Predictive analytics in the cloud
o    While vendors implement predictive analytics capabilities into their databases, a similar development is taking place in the cloud. This has an impact on how the cloud can assist businesses to manage business processes more efficiently and effectively. Of particular importance is how cloud computing and SaaS provide an infrastructure for the rapid development of predictive models in combination with open standards. The PMML standard has yet received considerable adoption and combined with a service-oriented architecture for the design of loosely coupled systems, the cloud computing/SaaS model offers a cost-effective way to implement predictive models.
o    As an illustration of how predictive models can be hosted in the cloud, we refer to the ADAPA scoring engine (Adaptive Decision and Predictive Analytics, www.zementis.com). ADAPA is an on demand predictive analytics solution that combines open standards and deployment capabilities. The data infrastructure to launch ADAPA in the cloud is provided by Amazon Web Services (www.amazonwebservices.com). Models developed with PMML-compliant software tools (e.g. SAS, Knime, R, ..) can be easily uploaded in the ADAPA environment.
o    The on-demand paradigm allows businesses to use sophisticated software applications over the Internet, resulting in a faster time to production with a reduction of total cost of ownership.
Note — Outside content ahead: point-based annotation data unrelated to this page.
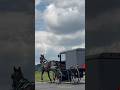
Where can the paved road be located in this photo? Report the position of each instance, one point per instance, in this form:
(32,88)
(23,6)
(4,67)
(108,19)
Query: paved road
(51,86)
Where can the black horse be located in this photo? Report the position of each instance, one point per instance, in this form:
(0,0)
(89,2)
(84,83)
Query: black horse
(19,82)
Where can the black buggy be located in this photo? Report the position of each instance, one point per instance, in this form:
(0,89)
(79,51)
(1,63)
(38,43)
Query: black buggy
(70,73)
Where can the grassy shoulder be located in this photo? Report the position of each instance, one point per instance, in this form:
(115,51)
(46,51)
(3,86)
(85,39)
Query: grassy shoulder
(45,76)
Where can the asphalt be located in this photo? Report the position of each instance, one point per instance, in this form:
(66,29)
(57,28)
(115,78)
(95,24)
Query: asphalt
(63,86)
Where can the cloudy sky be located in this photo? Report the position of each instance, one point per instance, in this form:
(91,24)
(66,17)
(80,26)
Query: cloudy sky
(59,26)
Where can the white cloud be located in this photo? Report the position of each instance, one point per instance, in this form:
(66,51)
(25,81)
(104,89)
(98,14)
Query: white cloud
(64,27)
(67,18)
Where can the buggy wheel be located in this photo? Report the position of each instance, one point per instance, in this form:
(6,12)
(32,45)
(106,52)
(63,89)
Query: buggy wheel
(58,78)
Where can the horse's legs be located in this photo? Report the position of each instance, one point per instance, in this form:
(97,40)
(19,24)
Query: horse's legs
(49,76)
(42,74)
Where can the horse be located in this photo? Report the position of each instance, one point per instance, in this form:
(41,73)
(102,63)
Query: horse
(19,82)
(50,66)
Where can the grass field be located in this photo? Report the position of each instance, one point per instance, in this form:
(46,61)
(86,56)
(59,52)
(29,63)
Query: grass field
(45,76)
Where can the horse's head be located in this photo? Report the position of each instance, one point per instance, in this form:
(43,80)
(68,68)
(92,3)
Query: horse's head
(16,76)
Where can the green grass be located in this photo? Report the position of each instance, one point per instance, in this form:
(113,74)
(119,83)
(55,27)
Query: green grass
(45,76)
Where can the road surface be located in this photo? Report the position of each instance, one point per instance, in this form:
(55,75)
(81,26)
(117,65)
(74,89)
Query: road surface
(53,86)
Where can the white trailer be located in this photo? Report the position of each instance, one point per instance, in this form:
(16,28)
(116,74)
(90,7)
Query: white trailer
(73,57)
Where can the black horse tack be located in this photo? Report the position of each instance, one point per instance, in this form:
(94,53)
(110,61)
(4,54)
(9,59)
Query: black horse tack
(19,82)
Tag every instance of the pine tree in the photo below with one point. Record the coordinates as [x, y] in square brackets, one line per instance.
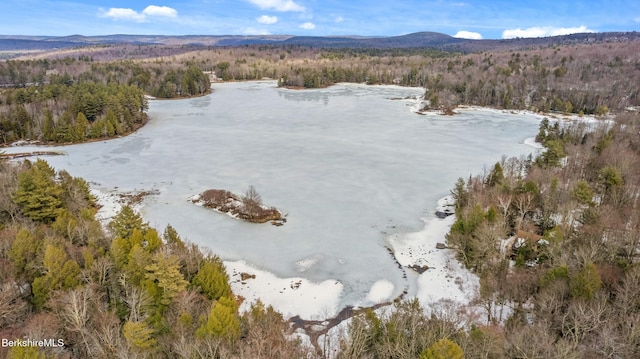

o    Moving predictive analytics into the cloud also accelerates the trend towards self-service BI. The so-called democratization of data implies that data access and analytics should be available across the enterprise. The fact that data volumes are increasing as well as the need for insights from data, reinforce the trend for self-guided analysis. The focus on the latter also stems from the often long development backlogs that users experience in the enterprise context. Contrary to this, cloud computing and Saas enable organizations to make use of solutions that are tailored to specific business problems and complement existing systems.